A importância de ampliar estratégias de diagnóstico precoce também é reforçada pelos dados epidemiológicos. Segundo estimativas do Instituto Nacional de Câncer (INCA), o Brasil deverá registrar cerca de 781 mil novos casos de câncer por ano no triênio 2026-2028. Entre eles estão cânceres de mama, próstata e colo do útero, além daqueles relacionados ao HPV, todos contemplados pelas ações de conscientização previstas na nova legislação.
Como a norma se aplica a todas as empresas com empregados regidos pela Consolidação das Leis do Trabalho (CLT), independentemente do porte ou segmento de atuação, o potencial de alcance é amplo e distribuído por todo o país, incluindo organizações que historicamente não contam com programas estruturados de promoção da saúde.
O que muda na prática
A nova lei, em vigor desde sua publicação (6 de abril de 2026), inclui o artigo 169-A na CLT e determina que os empregadores disponibilizem aos colaboradores informações sobre campanhas oficiais de vacinação, o papilomavírus humano (HPV) e os cânceres de mama, colo do útero e próstata, em conformidade com as orientações do Ministério da Saúde.
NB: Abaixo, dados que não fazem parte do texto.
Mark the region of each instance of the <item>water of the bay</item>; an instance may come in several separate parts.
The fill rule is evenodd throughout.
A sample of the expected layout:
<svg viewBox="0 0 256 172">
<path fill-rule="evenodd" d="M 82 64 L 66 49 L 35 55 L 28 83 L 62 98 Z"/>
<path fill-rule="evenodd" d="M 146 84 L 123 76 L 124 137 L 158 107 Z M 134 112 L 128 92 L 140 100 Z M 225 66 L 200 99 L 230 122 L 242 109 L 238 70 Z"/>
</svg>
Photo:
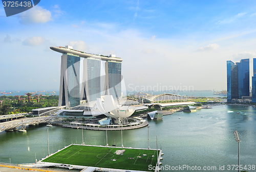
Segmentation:
<svg viewBox="0 0 256 172">
<path fill-rule="evenodd" d="M 238 143 L 232 133 L 237 130 L 242 140 L 240 164 L 256 165 L 256 108 L 252 107 L 217 106 L 195 112 L 176 112 L 149 121 L 149 126 L 150 148 L 156 149 L 157 135 L 158 148 L 164 153 L 162 166 L 216 166 L 212 171 L 235 171 L 228 170 L 227 165 L 238 164 Z M 82 143 L 81 129 L 41 124 L 26 130 L 27 133 L 0 133 L 0 162 L 9 163 L 10 158 L 12 163 L 31 163 L 46 156 L 47 130 L 50 154 L 65 145 Z M 105 131 L 83 131 L 86 144 L 105 145 Z M 108 138 L 109 145 L 121 146 L 121 131 L 109 131 Z M 125 147 L 147 148 L 146 127 L 123 131 L 123 138 Z M 220 170 L 224 165 L 225 170 Z"/>
</svg>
Mais do que informar, a norma estabelece que as organizações promovam ações de conscientização e orientem os trabalhadores sobre o acesso aos serviços de diagnóstico.
O artigo 473 da CLT também passa a prever expressamente que o empregador informe aos trabalhadores sobre o direito de se ausentar do trabalho para vacinação e exames preventivos previstos na legislação. O benefício, de até três dias por ano sem prejuízo da remuneração, já existia, mas passa a contar com previsão expressa de comunicação ao empregado.
Embora a lei não determine como essa comunicação deverá ser realizada nem obrigue a contratação direta de serviços diagnósticos, ela cria condições para que laboratórios e redes de diagnóstico atuem como parceiros das organizações na implementação de programas de conscientização. Convênios corporativos, campanhas de rastreamento, iniciativas em conjunto com operadoras de saúde e modelos de encaminhamento facilitado passam a representar possibilidades de atuação alinhadas às novas diretrizes.
“O diagnóstico precoce depende de informação, acesso e conscientização. Quando esses elementos passam a integrar a rotina das organizações, ampliam-se as oportunidades para que os exames cumpram seu papel de apoiar decisões clínicas mais precoces e contribuir para melhores desfechos em saúde”, afirma Milva Pagano, diretora-executiva da Abramed.
Segundo ela, mais do que atender a uma exigência legal, essa é uma oportunidade para fortalecer a cultura da prevenção e ampliar a geração de valor proporcionada pela medicina diagnóstica, aproximando empresas, profissionais de saúde e pacientes em torno de um cuidado mais estruturado, eficiente e sustentável.
Um debate estratégico para a saúde
A valorização da medicina diagnóstica como elemento estratégico para a tomada de decisão clínica e para a sustentabilidade do sistema de saúde está no centro das transformações discutidas pelo setor.
Esse é um dos pilares do eixo Valor da Medicina Diagnóstica, que integra a programação do 10º FILIS – Fórum Internacional de Lideranças da Saúde, promovido pela Abramed, em 26 de agosto, em São Paulo.
Sob o macrotema “Diagnóstico 5.0: impactos e estratégias que transformam a saúde”, o fórum discutirá como a medicina diagnóstica gera valor ao apoiar modelos assistenciais mais eficientes, orientar decisões clínicas mais precisas e contribuir para melhores desfechos e para a sustentabilidade da saúde.